Ne zamandır öğretmenlik yapıyorsunuz?
Bu mesleği seçme nedeniniz neydi?
Benim bu mesleği seçmemdeki en büyük etken dayım Cafer Bidav’dır. Kendisini hep örnek aldım. Bu örnek alış tabii ki boşa gitmedi ve beni öğretmenliğe itti. Bu mesleği yaptığım için çok mutluyum. Ayrıca çocukları çok seviyorum. İnsanın sevdiği işi yapması çok önemli bence.
Koronavirüs salgını eğitimi nasıl etkiledi?
Son derece olumsuz etkiledi. Eğitim sanaldan değil de aynı ortamda yüz yüze yapılmalı bana göre. Fakat ülkemizde görülen bu salgın dolayısıyla eğitime önce ara verip, sonra okulları kapatmak durumunda kaldık.
Okulların kapatılması doğru bir karar mıydı?
Kesinlikle doğru bir karardı. Öğrencileri bir araya getirmek son derece riskli olacaktı, çünkü genç neslin virüse taşıyıcılık yapması çok yüksek bir ihtimal dahilinde. Umarım yeni eğitim-öğretim yılına kadar virüs tümüyle kontrol altına alınmış olur.
Okullar açıldığında ne gibi önlemler alınmalı sizce?
Herkesin çok dikkatli ve tedbirli olması şart. Her sınıfa dezenfektan takılmalı ve sürekli olarak öğrencilerin kendilerini dezenfekte etmeleri sağlanmalı. Sınıflar 1-2 saat arayla dezenfekte edilip temizlenmeli, maske kullanımı herkes için zorunlu olmalı ve eğer mümkünse sınıflardaki kişi sayısı azaltılmalı. Bu sayede virüsün önüne geçilebilir.

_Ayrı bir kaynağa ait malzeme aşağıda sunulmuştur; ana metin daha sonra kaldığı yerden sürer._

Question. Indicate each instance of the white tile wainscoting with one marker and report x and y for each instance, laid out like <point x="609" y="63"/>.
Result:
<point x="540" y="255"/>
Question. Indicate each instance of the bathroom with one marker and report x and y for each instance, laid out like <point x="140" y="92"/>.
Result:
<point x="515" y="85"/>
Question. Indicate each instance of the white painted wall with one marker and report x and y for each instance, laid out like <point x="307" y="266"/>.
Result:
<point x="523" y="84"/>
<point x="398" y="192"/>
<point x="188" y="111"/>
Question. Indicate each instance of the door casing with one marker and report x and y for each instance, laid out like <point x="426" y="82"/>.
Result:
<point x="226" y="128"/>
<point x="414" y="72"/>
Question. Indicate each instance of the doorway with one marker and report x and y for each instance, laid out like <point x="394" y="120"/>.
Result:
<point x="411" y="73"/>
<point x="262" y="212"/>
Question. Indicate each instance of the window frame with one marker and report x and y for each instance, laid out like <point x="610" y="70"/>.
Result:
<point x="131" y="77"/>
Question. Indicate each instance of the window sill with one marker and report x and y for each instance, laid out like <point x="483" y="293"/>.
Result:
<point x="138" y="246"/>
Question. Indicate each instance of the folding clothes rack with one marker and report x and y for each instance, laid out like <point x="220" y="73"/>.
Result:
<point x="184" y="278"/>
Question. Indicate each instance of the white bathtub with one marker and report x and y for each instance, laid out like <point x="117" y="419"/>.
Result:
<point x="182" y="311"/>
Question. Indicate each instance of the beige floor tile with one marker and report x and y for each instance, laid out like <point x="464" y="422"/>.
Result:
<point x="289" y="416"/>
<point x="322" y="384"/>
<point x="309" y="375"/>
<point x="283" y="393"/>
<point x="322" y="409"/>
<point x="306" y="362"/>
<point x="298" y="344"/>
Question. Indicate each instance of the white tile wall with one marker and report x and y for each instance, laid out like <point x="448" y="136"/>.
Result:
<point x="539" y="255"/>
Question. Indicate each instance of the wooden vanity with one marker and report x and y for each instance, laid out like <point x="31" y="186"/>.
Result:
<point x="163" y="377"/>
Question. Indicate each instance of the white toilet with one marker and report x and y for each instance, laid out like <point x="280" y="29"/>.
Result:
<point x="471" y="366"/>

Şu an eğitimi nasıl sağlıyorsunuz? Verimli oluyor mu?
Eğitimi EBA TV üzerinden sağlıyorum. Öğrencilerim ile imkânlar el verdiğince ders konularını işliyorum fakat verim konusunda tabii ki okulda verilen yüz yüze eğitimin yerini tuttuğunu pek söyleyemem.

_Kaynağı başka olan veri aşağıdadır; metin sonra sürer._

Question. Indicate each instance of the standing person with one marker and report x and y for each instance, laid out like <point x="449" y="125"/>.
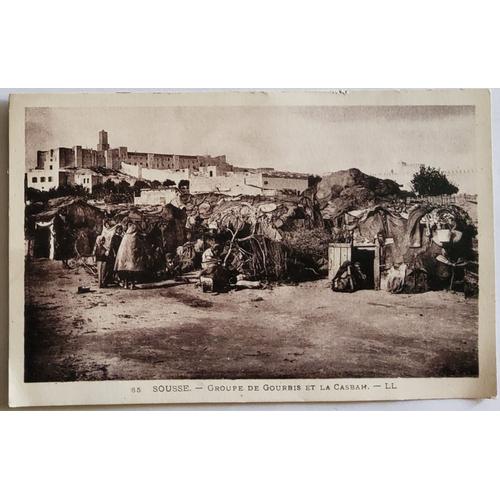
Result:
<point x="129" y="262"/>
<point x="114" y="245"/>
<point x="101" y="258"/>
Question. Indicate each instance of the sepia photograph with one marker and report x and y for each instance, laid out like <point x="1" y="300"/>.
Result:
<point x="266" y="242"/>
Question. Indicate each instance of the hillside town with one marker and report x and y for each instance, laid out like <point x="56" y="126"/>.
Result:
<point x="221" y="243"/>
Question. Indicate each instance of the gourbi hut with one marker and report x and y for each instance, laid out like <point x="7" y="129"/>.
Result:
<point x="425" y="247"/>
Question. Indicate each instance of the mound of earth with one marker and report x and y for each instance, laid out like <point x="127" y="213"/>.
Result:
<point x="352" y="189"/>
<point x="332" y="185"/>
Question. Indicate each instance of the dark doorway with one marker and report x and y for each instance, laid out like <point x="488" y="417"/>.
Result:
<point x="42" y="242"/>
<point x="366" y="259"/>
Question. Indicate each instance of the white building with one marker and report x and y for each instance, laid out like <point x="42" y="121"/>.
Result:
<point x="87" y="178"/>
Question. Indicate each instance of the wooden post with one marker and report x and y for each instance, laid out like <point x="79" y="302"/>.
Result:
<point x="376" y="266"/>
<point x="338" y="253"/>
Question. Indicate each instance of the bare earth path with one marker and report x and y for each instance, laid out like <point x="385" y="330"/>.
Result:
<point x="286" y="332"/>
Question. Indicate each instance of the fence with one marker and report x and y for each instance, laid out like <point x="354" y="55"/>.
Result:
<point x="445" y="199"/>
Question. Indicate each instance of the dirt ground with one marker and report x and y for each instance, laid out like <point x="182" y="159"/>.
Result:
<point x="299" y="331"/>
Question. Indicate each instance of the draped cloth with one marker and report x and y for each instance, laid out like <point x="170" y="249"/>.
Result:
<point x="130" y="255"/>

Öğrencilerin salgına ve okulların kapanmasına tepkisi nasıl oldu?
Açıkçası başta hepimiz kısa süreli bir tatil bekliyorduk, 1-2 hafta gibi. Fakat salgın patlak verdikten sonra, özellikle de 20 yaş altında oldukları için okulu çok özlediklerini ve evde bunaldıklarını belirttiler.
Karne alma işlemi nasıl olacak? Sınıf geçme kalma gibi durumları nasıl halledeceksiniz?
Karne alma işlemi olmayacak zannediyorsam. Dijital ortamdan veya Eylül ayında okul açıldığında elden alırlar. Bu dönem notları girilmediği için hepsi ilk dönemin notlarını alacak yani ilk dönem aldıkları karnelerin aynısını alacaklar. Sınıf geçme kalma konusunda ise bildiğim kadarıyla sadece ilk dönemden devamsızlık sınırını aşıp buna bir mazeret göstermeyen öğrenciler kalacak. Fakat sonrasında karar değişir mi, yeni bir metot gelir mi şu anlık bilemiyorum.
Bir sonraki eğitim-öğretim yılında öğrencilere Koronavirüs ile ilgili yapılması gerekenleri ve tedbirleri anlatan bir ders, içerik veya seminer olabilir mi?
Bence olmalı ki yüksek ihtimal bu bir seminer eşliğinde yapılır. Bilgilendirici, görsel açıdan zenginlik içeren metinlerle hazırlanmış bir broşür de mutlaka faydalı olacaktır diye düşünüyorum.
öğrencilere iletmek istediğiniz bir tavsiye var mı?
Kendilerine çok dikkat etsinler, hijyen konusuna çok ama çok önem versinler. Kalabalık ortamlardan kaçınsınlar, şimdilik arkadaş görüşmelerini ertelesinler. Unutmayalım ki taşıyıcı olmak yüzlerce hatta binlerce insanı enfekte edebilir. Bol bol kitap okusunlar, kendilerine önem göstersinler. Bu günler mutlaka geçecek ve normal hayatımıza döneceğiz. Umuyorum ki her şey güzel olur ve sağlıklı günlerde görüşürüz.